Asian media pundits point to the double or triple fold circulation of magazines with mixed-race persons on the cover, as opposed to those with mono-racial ones, as being incentive enough to go with the former. While parents of mono-race children such as my friend bemoan their beloved offspring’s lack of desirability, does the mass appeal of mixed-race children to a mono-race population not speak volumes of the way Chinese look at themselves?
I’ve heard and read that in many parts of Asia, the cosmetic procedure du juor is blepharoplasty, followed by rhinoplasty. In lay man’s terms: eye jobs and nose jobs. In more extreme instances, Koreans and Chinese have been known to get their foreheads implanted, chins lengthened, jaws chiselled and skin-whitened ala Michael Jackson, in a bid to approximate their ideal.
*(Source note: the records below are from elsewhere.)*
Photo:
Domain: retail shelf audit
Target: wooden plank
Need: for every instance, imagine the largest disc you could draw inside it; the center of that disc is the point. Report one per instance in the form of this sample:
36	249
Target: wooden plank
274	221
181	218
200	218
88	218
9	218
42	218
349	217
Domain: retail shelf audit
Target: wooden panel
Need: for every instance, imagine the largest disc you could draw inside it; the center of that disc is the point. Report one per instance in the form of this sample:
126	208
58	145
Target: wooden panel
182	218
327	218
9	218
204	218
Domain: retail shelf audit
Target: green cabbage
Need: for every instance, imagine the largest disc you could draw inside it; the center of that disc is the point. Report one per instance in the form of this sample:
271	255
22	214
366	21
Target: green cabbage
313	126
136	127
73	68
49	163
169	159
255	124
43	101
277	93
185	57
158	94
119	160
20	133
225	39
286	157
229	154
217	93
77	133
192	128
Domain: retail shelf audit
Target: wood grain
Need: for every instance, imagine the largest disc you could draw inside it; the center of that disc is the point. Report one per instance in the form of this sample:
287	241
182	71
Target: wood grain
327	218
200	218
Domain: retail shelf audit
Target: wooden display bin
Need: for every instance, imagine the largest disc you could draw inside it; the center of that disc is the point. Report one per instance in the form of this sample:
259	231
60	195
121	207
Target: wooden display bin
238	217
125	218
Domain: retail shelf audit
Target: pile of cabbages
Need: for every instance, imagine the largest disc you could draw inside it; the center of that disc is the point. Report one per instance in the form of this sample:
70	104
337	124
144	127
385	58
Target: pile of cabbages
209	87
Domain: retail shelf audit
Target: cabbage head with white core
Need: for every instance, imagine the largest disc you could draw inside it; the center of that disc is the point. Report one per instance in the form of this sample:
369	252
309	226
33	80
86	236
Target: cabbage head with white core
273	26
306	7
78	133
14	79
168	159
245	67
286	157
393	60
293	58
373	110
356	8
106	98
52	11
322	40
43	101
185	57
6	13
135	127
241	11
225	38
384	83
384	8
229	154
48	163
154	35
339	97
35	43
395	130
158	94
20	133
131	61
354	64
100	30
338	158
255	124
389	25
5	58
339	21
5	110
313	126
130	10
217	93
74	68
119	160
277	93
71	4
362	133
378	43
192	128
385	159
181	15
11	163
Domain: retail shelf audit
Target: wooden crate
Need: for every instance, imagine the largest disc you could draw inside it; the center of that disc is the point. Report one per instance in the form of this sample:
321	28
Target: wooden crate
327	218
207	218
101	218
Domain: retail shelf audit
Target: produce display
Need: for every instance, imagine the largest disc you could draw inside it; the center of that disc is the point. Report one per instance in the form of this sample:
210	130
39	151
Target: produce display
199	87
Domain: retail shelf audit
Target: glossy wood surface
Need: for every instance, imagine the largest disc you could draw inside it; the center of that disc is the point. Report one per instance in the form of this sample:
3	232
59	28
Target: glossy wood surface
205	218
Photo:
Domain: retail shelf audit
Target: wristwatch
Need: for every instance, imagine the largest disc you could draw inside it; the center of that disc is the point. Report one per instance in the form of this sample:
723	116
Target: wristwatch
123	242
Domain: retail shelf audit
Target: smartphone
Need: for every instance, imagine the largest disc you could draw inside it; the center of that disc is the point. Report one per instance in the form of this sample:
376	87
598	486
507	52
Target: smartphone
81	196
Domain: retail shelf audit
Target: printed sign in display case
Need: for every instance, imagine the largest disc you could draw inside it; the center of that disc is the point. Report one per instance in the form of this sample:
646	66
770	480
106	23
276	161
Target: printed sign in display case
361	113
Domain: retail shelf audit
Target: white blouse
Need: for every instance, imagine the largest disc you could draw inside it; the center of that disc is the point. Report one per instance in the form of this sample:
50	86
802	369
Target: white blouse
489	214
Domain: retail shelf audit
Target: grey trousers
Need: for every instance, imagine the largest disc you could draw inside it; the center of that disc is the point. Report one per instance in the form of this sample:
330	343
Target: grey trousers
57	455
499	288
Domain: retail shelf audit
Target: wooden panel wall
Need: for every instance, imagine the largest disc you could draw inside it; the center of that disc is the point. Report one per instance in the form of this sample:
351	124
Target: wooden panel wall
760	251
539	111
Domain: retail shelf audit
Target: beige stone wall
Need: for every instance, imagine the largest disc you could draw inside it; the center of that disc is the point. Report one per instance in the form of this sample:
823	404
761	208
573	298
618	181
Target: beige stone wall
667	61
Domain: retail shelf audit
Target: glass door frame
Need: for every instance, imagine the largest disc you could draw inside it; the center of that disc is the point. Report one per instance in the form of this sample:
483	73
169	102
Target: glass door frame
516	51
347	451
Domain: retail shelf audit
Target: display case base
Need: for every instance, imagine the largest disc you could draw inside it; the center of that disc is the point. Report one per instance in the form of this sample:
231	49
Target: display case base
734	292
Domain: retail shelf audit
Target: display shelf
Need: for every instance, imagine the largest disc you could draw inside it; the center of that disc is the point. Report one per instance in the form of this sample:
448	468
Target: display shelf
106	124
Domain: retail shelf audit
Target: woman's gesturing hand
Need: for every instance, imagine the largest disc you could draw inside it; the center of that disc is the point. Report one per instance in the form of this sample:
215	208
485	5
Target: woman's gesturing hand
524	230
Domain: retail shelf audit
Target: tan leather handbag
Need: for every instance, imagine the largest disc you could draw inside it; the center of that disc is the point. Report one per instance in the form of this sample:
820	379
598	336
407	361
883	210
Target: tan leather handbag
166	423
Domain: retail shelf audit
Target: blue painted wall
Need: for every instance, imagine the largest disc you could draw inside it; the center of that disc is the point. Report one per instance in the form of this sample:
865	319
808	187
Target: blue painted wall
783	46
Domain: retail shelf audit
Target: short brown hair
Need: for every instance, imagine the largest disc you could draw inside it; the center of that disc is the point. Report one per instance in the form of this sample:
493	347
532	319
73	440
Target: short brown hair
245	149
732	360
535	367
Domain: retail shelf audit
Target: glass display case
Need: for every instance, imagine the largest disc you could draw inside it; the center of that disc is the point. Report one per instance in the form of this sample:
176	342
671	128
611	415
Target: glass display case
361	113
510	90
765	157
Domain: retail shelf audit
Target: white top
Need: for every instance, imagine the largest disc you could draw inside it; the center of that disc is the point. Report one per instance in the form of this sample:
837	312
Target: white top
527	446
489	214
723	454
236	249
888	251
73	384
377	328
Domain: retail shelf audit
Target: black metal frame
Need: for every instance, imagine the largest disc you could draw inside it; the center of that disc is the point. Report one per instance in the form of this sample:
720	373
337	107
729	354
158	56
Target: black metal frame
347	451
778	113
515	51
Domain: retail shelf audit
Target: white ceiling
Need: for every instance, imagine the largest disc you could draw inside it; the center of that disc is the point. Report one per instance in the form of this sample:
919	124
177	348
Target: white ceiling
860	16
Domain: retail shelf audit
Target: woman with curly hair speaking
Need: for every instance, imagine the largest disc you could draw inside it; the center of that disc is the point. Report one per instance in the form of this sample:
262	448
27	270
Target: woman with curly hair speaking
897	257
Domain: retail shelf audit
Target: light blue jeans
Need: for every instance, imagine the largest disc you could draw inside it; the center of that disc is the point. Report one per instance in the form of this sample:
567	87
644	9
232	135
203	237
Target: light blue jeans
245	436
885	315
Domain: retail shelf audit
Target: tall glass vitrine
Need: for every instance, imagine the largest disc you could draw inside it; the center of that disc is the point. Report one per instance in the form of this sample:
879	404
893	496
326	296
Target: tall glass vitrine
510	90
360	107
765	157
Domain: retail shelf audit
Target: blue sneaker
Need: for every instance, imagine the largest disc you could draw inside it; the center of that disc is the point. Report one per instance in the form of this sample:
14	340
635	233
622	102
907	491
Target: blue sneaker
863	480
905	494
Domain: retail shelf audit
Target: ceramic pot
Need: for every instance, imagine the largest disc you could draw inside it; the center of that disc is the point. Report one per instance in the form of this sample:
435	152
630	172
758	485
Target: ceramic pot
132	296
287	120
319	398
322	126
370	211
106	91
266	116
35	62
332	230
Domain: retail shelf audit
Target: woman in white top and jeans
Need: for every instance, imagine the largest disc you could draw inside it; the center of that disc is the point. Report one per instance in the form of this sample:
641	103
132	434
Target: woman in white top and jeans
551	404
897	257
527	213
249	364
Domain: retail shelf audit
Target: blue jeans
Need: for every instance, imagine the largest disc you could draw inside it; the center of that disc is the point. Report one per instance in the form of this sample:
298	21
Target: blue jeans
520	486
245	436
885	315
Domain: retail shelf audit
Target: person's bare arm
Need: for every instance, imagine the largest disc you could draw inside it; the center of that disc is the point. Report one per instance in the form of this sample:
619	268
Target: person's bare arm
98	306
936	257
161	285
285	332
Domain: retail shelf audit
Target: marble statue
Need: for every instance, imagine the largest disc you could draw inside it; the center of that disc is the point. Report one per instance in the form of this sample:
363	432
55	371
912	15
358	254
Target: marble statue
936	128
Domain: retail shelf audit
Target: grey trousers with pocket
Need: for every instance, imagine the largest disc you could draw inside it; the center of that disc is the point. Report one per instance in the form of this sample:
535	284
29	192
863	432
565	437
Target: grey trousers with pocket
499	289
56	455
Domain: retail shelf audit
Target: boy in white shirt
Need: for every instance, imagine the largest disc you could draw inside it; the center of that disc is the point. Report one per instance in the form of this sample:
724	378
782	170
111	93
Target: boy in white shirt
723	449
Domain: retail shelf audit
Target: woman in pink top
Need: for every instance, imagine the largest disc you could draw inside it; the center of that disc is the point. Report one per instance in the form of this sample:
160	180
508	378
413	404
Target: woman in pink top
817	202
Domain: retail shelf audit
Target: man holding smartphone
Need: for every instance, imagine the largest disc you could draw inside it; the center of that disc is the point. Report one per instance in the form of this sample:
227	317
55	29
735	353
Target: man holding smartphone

This begs the question: are Chinese really physically unattractive or is this widespread dysmorphia the result of deifying the wrong beauty paradigm?
Many of my Asian friends were totally amazed when I told them that Aussies routinely compliment me on Amanda’s looks. To Asians, Amanda has small eyes and a short nose. To Aussies, she’s the equivalent of a pink flamingo in the middle of a suburban park. I just wished my Chinese, Korean and Japanese sisters would see themselves the way enlightened whites do, then none need be subjected to the plastic surgeon’s knife.